# Redonda and Sinawalli



## Darkmoon

What's the difference between the two (redonda and sinawalli)?


----------



## arnisador

Some discussion of that is now appearing here!


----------



## Dan Anderson

A very quick reply would be that the sinawalis tend to be linear strikes (i.e. two cane single sinawali is a strike 1, strike 8, strike 1, strike 8) while the redonda tends to be circular.  The difference is evident in the chambering after striking.  That's how I do them.

Yours,
Dan Anderson


----------



## Guro Harold

Redonda is a basic circular strike which tends to be vertical in nature.
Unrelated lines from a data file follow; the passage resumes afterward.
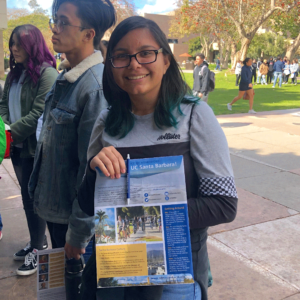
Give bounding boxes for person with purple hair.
[0,24,58,275]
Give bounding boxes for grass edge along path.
[183,70,300,115]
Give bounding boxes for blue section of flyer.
[162,204,193,275]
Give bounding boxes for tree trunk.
[218,41,223,66]
[230,42,237,70]
[222,42,230,69]
[285,33,300,60]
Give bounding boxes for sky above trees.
[6,0,176,14]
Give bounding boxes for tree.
[170,0,237,68]
[270,2,300,59]
[218,0,298,67]
[248,32,287,58]
[106,0,136,36]
[189,37,202,56]
[175,0,299,68]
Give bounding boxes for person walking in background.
[251,59,257,84]
[29,0,115,278]
[283,60,291,84]
[291,58,299,85]
[227,57,256,114]
[0,25,58,275]
[256,58,263,84]
[215,57,221,71]
[259,59,269,85]
[193,53,209,103]
[267,57,274,83]
[235,60,242,86]
[272,56,284,88]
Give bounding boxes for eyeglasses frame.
[108,48,164,69]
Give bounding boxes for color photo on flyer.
[95,156,194,288]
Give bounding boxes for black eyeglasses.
[49,19,88,33]
[109,48,163,68]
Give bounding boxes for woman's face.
[112,28,170,101]
[10,33,28,66]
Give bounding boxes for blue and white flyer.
[95,156,194,288]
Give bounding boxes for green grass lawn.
[184,71,300,115]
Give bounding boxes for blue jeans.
[0,214,3,231]
[273,72,282,87]
[161,282,201,300]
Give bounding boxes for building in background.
[0,0,7,77]
[143,12,197,64]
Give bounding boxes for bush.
[4,58,9,70]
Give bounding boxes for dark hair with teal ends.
[103,16,199,138]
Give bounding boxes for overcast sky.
[6,0,175,14]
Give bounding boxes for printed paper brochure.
[95,156,194,288]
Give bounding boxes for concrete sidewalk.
[0,109,300,300]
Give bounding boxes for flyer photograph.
[95,156,194,288]
[37,248,66,300]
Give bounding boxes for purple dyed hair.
[9,24,56,85]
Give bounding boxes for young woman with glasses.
[0,25,58,275]
[78,17,237,300]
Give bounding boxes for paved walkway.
[0,109,300,300]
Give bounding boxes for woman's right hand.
[90,146,126,179]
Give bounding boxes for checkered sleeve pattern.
[199,177,238,198]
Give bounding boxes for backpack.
[200,65,216,93]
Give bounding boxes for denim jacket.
[29,51,107,248]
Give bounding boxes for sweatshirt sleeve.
[188,102,237,229]
[66,113,108,248]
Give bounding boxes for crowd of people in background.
[235,56,299,87]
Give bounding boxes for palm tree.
[95,209,108,242]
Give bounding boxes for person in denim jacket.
[29,0,115,258]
It is simular to a vertical double-zero strike.

The  redonda twirling  pattern can be thouht of as six seperate redondas.


----------



## Darkmoon

I thought the redonda is based on the circular/figure eight type striking with emphasis on speed and motion and less on accuracy. While the sinawalli is based on more linear type striking with emphasis on speed, striking points on body, angle of attack, and recoil or chambering of said strike. There seems to be more to a sinawalli in my opinion than the redonda. But then again I've only been doing this for three years unlike most of you, who actually knew the professor.


----------



## Guro Harold

Another way to look at it *generally* but not exclusively:
Sinawali - Striking - mainly stick oriented.
Redonda - Cutting/slicing - mainly blade oriented.


----------



## Darkmoon

Palusut! Yeah I like that explanation! Well put. Now why didn't I think of that?


----------